Reputation: 1413
I'm referring to this stackoverflow post:
When I build the following code, I get: "duplicate symbol for architecture x86_64". I've been googling for the past couple of hours, but have not found anything to help. Any suggestions?
#ifndef __lexer__lexer__
#define __lexer__lexer__
#include <stdio.h>
#include <string>
namespace Tag{
const int AND = -1,
OR = -2;
}
class Token{
public:
std::string Name;
std::string Type;
std::string Value;
int Tag;
Token(std::string name, std::string type, std::string value, int tag){
Name = name;
Type = type;
Value = value;
Tag = tag;
}
};
class Word : public Token{
public:
Word(std::string name, std::string type, std::string value, int tag) : Token(name, type, value, tag){}
static const Word AND;
};
const Word Word::AND = *new Word("and", "logical", "&&", Tag::AND);
#endif /* defined(__lexer__lexer__) */
The code:
const Word Word::AND = *new Word("and", "logical", "&&", Tag::AND);
Is what is giving me the problems.
Upvotes: 0
Views: 75
Reputation: 19362
The short answer is you don't want to do the definition (as opposed to the declaration) in a .h file. Your error comes when the .h file is included in more than one other file.
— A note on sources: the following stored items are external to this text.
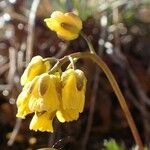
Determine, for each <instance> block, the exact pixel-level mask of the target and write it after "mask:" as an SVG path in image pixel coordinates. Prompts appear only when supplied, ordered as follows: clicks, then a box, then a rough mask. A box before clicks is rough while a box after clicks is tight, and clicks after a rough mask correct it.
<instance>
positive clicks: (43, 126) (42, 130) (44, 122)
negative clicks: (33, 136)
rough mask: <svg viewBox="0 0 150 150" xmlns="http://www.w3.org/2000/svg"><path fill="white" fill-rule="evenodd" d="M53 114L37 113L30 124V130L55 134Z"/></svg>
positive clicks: (44, 112)
mask: <svg viewBox="0 0 150 150" xmlns="http://www.w3.org/2000/svg"><path fill="white" fill-rule="evenodd" d="M52 121H53V114H50V113H48V112H43V113H41V114H37V113H35V115H34V116H33V118H32V120H31V122H30V127H29V128H30V130H34V131H38V130H39V131H42V132H45V131H47V132H53V125H52Z"/></svg>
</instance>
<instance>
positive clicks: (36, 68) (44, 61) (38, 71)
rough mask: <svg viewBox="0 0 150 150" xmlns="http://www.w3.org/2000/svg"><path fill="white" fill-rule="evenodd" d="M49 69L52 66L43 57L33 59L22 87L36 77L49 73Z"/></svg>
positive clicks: (29, 65) (22, 80) (25, 77)
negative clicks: (46, 73) (43, 59)
mask: <svg viewBox="0 0 150 150" xmlns="http://www.w3.org/2000/svg"><path fill="white" fill-rule="evenodd" d="M49 69H50V64H49V62H48V61H44V60H43V58H42V57H41V56H35V57H33V58H32V60H31V62H30V63H29V65H28V66H27V68H26V69H25V71H24V73H23V75H22V77H21V85H25V84H26V83H27V82H29V81H31V80H33V78H35V77H36V76H38V75H40V74H42V73H45V72H48V70H49Z"/></svg>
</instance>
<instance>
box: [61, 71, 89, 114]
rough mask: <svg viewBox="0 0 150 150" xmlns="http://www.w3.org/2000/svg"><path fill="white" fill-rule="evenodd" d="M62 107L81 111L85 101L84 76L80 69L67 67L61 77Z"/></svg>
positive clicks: (63, 107) (81, 110) (63, 108)
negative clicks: (67, 68)
mask: <svg viewBox="0 0 150 150" xmlns="http://www.w3.org/2000/svg"><path fill="white" fill-rule="evenodd" d="M61 80H62V107H63V109H64V110H65V109H75V110H78V112H82V111H83V108H84V103H85V90H86V77H85V75H84V73H83V72H82V71H81V70H78V69H77V70H73V69H68V70H67V71H65V72H63V74H62V77H61Z"/></svg>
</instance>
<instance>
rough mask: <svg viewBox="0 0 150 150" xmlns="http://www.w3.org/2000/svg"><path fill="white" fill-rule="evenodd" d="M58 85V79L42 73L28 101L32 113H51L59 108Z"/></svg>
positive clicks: (34, 86)
mask: <svg viewBox="0 0 150 150" xmlns="http://www.w3.org/2000/svg"><path fill="white" fill-rule="evenodd" d="M59 84H60V79H59V77H57V76H55V75H49V74H48V73H44V74H42V75H40V76H39V79H38V81H37V83H36V84H35V86H34V87H33V92H32V96H31V98H30V101H29V108H30V110H32V111H37V112H42V111H48V112H53V111H56V110H57V109H58V108H59V105H60V94H61V93H59V92H58V86H59Z"/></svg>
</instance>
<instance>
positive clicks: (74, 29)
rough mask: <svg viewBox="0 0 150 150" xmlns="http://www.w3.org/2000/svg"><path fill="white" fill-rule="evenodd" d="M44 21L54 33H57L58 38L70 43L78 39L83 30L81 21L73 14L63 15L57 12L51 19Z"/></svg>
mask: <svg viewBox="0 0 150 150" xmlns="http://www.w3.org/2000/svg"><path fill="white" fill-rule="evenodd" d="M44 21H45V22H46V24H47V26H48V27H49V28H50V29H51V30H52V31H55V32H56V33H57V35H58V37H60V38H62V39H65V40H68V41H69V40H74V39H76V38H78V36H79V32H80V31H81V29H82V21H81V19H80V18H79V17H78V16H77V15H75V14H74V13H71V12H70V13H65V14H63V13H62V12H60V11H55V12H53V13H52V14H51V18H47V19H45V20H44Z"/></svg>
A slightly longer answer is that your *new
idiom is unnecessary and probably wastes a small amount of storage.
const Word Word::AND("and", "logical", "&&", Tag::AND);
will invoke the same constructor.
And an even longer answer is that Tag should be an enum, and you do not want to pass std::string by value. Maybe you are coming from another language: you need to learn about pass by reference and const reference.
Upvotes: 4
Reputation: 12362
The initialization code belongs in a .cc file, not in the header. In the header every compilation unit that includes it would create a new one and then the linker rightfully complains about duplicates.